O afastamento de Toffoli, um evento sem precedentes na Corte, não ocorreu por uma remoção formal. A decisão foi fruto de um acordo interno entre os ministros para evitar futuros questionamentos legais que poderiam anular o processo.
"Se há suspeição de ministro, os réus, os investigados, quando se tornarem réus, eles podem realmente alegar que o processo está viciado", explicou.
A solução encontrada foi o próprio ministro "pedir o boné". A nota oficial divulgada pelo STF elogia a atuação de Toffoli, mas confirma ao final seu afastamento do caso, que agora fica sob a relatoria do ministro André Mendonça.
Oposição articula, mas corporativismo freia
Com a decisão, a oposição busca capitalizar o momento para avançar com um pedido de impeachment, tratando o tema como uma de suas principais bandeiras.

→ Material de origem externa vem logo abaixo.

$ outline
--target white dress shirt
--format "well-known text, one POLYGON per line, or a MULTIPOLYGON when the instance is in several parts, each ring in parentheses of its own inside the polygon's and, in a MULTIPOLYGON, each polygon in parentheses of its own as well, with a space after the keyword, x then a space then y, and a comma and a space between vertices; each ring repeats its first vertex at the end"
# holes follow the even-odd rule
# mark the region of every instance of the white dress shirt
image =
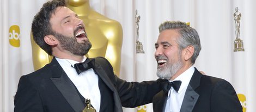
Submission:
MULTIPOLYGON (((90 99, 91 104, 100 111, 100 91, 98 85, 98 76, 93 69, 90 69, 78 74, 74 65, 79 63, 76 61, 56 58, 69 78, 76 86, 79 92, 86 99, 90 99)), ((84 57, 83 62, 86 59, 84 57)))
POLYGON ((174 80, 180 80, 181 81, 181 85, 178 92, 173 87, 169 90, 164 110, 165 112, 180 111, 186 90, 187 90, 187 86, 188 85, 194 71, 194 67, 191 66, 174 79, 174 80, 169 80, 170 82, 174 80))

Contudo, a tramitação depende do presidente do Senado, e não há sinalização de que o pedido será liberado.
O principal obstáculo, segundo Rodrigo Orengo, é o receio de muitos parlamentares que estão, eles mesmos, citados na investigação.
"O que pesa nessa discussão no Senado e no Congresso Nacional é aquela coisa: eu posso ser você amanhã", afirmou o jornalista, referindo-se à lógica de corporativismo.
Orengo lembrou que o celular de um dos investigados continha mais de 100 contatos de autoridades com foro privilegiado, principalmente do Congresso. Existia uma "bancada do Vorcaro", um grupo de políticos que mantinha contato frequente com o empresário em Brasília.
Esse envolvimento direto faz com que muitos parlamentares não tenham interesse em apoiar medidas punitivas, como a instalação de uma CPI ou o avanço de um processo de impeachment, que poderiam, no futuro, atingi-los.
Menos tensão com a PF e Código de Ética em espera
A saída de Dias Toffoli também tem efeitos secundários, como a diminuição da tensão entre o Supremo e a Polícia Federal.
Além disso, a decisão de Toffoli coloca em compasso de espera a discussão sobre um Código de Ética para o Judiciário. A avaliação interna no STF é que avançar com o tema agora seria interpretado como uma resposta direta ao caso, "deixando o ministro na chuva".
Com Toffoli fora dos holofotes e André Mendonça assumindo a relatoria, a expectativa no Supremo é "baixar a poeira" para, só então, retomar o debate sobre o código de conduta de forma mais aprofundada e menos contaminada pela crise. Enquanto isso, a oposição continua a usar o caso como plataforma política no Congresso.